In this paper, we propose a deep learning method to complete the CT image segmentation task of coal crack CT images. Since the target in the crack image is small, and downsampling can lose the accuracy to some extent, the OS of the backbone was proposed to be reasonably adjusted to reduce the loss of accuracy and adjusted the structure of ASPP to adapt to this adjustment. In order to solve the problem of uneven sample distribution, CE loss and Dice loss were combined to define a new loss function. The experimental results show that our method is effective and has practical application value.
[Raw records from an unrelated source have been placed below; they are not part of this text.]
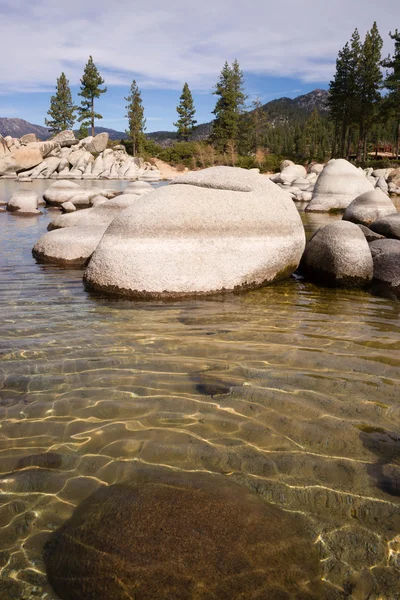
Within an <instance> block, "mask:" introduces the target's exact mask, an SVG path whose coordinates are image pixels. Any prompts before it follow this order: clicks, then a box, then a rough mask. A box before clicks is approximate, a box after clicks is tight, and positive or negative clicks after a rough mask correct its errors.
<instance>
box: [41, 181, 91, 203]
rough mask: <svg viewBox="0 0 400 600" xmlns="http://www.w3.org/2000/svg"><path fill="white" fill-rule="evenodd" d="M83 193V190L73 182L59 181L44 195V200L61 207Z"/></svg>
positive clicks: (52, 185) (51, 187)
mask: <svg viewBox="0 0 400 600" xmlns="http://www.w3.org/2000/svg"><path fill="white" fill-rule="evenodd" d="M82 192H83V188H81V186H80V185H78V184H77V183H74V182H73V181H64V180H58V181H56V182H54V183H52V184H51V186H50V187H49V188H47V190H46V191H45V193H44V194H43V199H44V200H45V201H46V202H47V203H48V204H51V205H53V206H61V204H63V203H64V202H68V201H69V200H72V198H73V197H74V196H76V195H77V194H79V193H82Z"/></svg>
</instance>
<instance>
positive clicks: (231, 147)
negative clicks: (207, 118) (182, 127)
mask: <svg viewBox="0 0 400 600" xmlns="http://www.w3.org/2000/svg"><path fill="white" fill-rule="evenodd" d="M213 94H214V95H216V96H218V100H217V102H216V105H215V108H214V110H213V114H214V115H215V119H214V123H213V134H212V139H213V141H214V143H215V144H216V145H217V147H218V148H220V149H221V150H223V151H226V150H227V148H228V146H229V147H230V149H231V148H232V144H234V145H236V144H237V142H238V137H239V126H240V117H241V115H242V114H243V112H244V107H245V102H246V95H245V93H244V78H243V73H242V71H241V70H240V67H239V63H238V61H237V60H235V61H234V62H233V64H232V66H229V64H228V62H225V64H224V67H223V69H222V71H221V74H220V78H219V81H218V82H217V84H216V86H215V88H214V91H213Z"/></svg>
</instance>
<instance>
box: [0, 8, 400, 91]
mask: <svg viewBox="0 0 400 600" xmlns="http://www.w3.org/2000/svg"><path fill="white" fill-rule="evenodd" d="M375 18H377V20H378V26H379V28H380V31H381V34H382V35H383V37H384V38H385V40H386V45H385V52H384V54H387V52H388V51H389V50H391V46H390V43H389V40H388V36H387V33H388V31H389V30H390V29H393V28H394V26H395V25H396V22H397V21H399V20H400V7H399V6H398V4H396V3H393V1H392V0H381V2H380V4H379V9H377V8H376V3H375V2H372V0H351V1H350V2H349V1H348V0H336V1H335V2H331V3H328V2H324V3H321V2H320V0H308V2H307V3H305V4H303V3H300V2H298V0H286V1H285V3H284V4H282V3H277V2H276V1H275V0H273V1H272V0H250V1H249V2H247V3H246V4H245V5H243V3H242V2H239V1H238V0H229V1H228V2H227V1H226V0H204V1H203V2H202V3H201V4H199V3H198V2H193V1H192V2H191V1H190V0H169V1H168V2H167V3H166V2H165V0H152V2H151V3H132V1H131V0H115V1H114V2H109V0H85V2H82V0H69V1H68V10H66V8H65V9H63V8H62V6H61V5H60V3H59V2H57V1H56V2H54V0H35V2H32V1H31V0H13V1H12V2H11V0H1V8H0V39H1V40H2V49H3V50H2V61H1V63H0V89H1V91H2V92H3V93H4V92H5V91H9V92H15V91H48V90H53V89H54V83H55V79H56V77H58V76H59V74H60V73H61V71H63V70H64V71H65V72H66V74H67V76H68V78H69V79H70V81H71V83H72V84H77V83H79V78H80V77H81V75H82V71H83V67H84V65H85V63H86V61H87V58H88V56H89V54H92V55H93V57H94V60H95V62H96V64H97V65H98V67H99V69H100V71H101V73H102V75H103V77H104V78H105V79H106V83H107V85H108V86H113V85H126V86H128V85H129V84H130V83H131V81H132V79H133V78H136V80H137V82H138V84H139V86H140V87H142V88H163V89H176V90H180V89H181V88H182V83H183V82H184V81H188V82H189V84H190V86H191V88H192V89H193V90H196V91H198V92H201V91H203V90H209V89H210V87H211V86H212V84H213V83H214V82H215V80H216V77H217V76H218V73H219V72H220V70H221V66H222V64H223V62H224V61H225V60H229V61H231V60H233V59H234V58H238V60H239V62H240V65H241V67H242V68H243V69H244V70H245V71H246V72H248V73H253V74H260V75H274V76H283V77H295V78H298V79H301V80H302V81H304V82H309V83H312V82H317V81H321V82H328V81H329V79H330V78H331V76H332V74H333V72H334V66H335V59H336V55H337V52H338V50H339V49H340V48H341V47H342V46H343V45H344V43H345V42H346V41H347V40H348V39H349V37H350V35H351V33H352V31H353V29H354V28H355V27H359V29H360V32H361V34H362V35H363V34H364V33H365V31H366V30H367V29H368V28H370V27H371V25H372V22H373V21H374V19H375ZM393 24H394V25H393ZM5 49H8V51H6V50H5Z"/></svg>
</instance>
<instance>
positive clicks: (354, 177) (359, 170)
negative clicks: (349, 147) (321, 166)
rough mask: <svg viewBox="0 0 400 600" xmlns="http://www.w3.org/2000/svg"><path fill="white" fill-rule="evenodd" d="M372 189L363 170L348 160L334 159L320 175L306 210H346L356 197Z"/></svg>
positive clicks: (369, 182) (315, 184)
mask: <svg viewBox="0 0 400 600" xmlns="http://www.w3.org/2000/svg"><path fill="white" fill-rule="evenodd" d="M372 189H373V185H372V184H371V182H369V181H368V179H367V178H366V176H365V173H364V172H363V171H360V170H359V169H357V168H356V167H355V166H354V165H352V164H351V163H349V162H348V161H347V160H344V159H341V158H339V159H337V160H334V159H333V160H330V161H329V162H328V164H327V165H326V167H325V169H324V170H323V171H322V173H321V175H320V176H319V177H318V180H317V182H316V184H315V188H314V192H313V196H312V200H311V202H310V204H308V206H307V207H306V211H317V212H332V211H335V212H336V211H345V209H346V208H347V207H348V205H349V204H350V203H351V202H352V201H353V200H354V199H355V198H357V197H358V196H360V195H361V194H363V193H364V192H368V191H370V190H372Z"/></svg>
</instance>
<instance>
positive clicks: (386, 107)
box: [382, 29, 400, 158]
mask: <svg viewBox="0 0 400 600" xmlns="http://www.w3.org/2000/svg"><path fill="white" fill-rule="evenodd" d="M389 35H390V37H391V38H392V40H393V41H394V53H393V56H392V57H390V55H389V56H388V57H387V58H386V59H385V60H384V61H383V62H382V65H383V66H384V67H386V68H387V69H389V71H387V72H386V78H385V81H384V82H383V85H384V86H385V88H386V89H387V91H388V94H387V96H386V98H385V101H384V107H385V109H386V114H388V116H389V117H392V118H394V119H395V121H396V158H398V157H399V150H400V32H399V31H398V30H397V29H396V30H395V32H394V33H392V32H390V33H389Z"/></svg>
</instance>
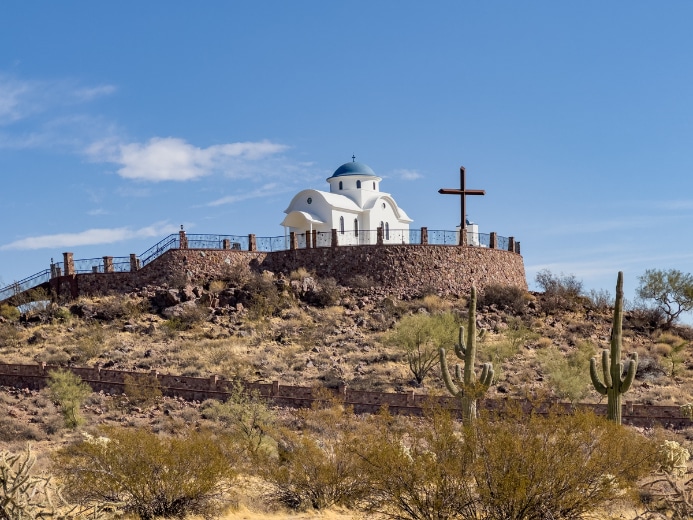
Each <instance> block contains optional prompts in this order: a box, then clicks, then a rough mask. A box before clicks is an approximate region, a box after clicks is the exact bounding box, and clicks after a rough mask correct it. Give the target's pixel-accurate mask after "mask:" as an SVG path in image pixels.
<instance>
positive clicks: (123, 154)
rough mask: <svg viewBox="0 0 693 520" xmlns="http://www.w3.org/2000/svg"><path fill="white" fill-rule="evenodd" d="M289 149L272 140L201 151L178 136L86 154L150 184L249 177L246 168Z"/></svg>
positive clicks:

Nevertheless, the presented method can be improved in the following directions. First, scale-up datasets to accommodate more complex environments. And, more data will be added to this dataset which has more complex topologies and tiny targets. Moreover, we will define a new loss function according to the specific target proportion in the data set combined with probability mathematics which may be more adaptable to the needs of the field than the loss function in this paper.

Data Availability

The experimental data used to support the findings of this study are available from the corresponding author upon request.

Conflicts of Interest

The authors declare that there are no conflicts of interest regarding the publication of this paper.

Acknowledgments

The authors would like to thank the grants supported by the Support Plan of Scientific and Technological Innovation Team in Universities of Henan Province (Grant no. 20IRTSTHN013), the State Key Laboratory Cultivation Base for Gas Geology and Gas Control (Henan Polytechnic University) (Grant no. WS2020B13).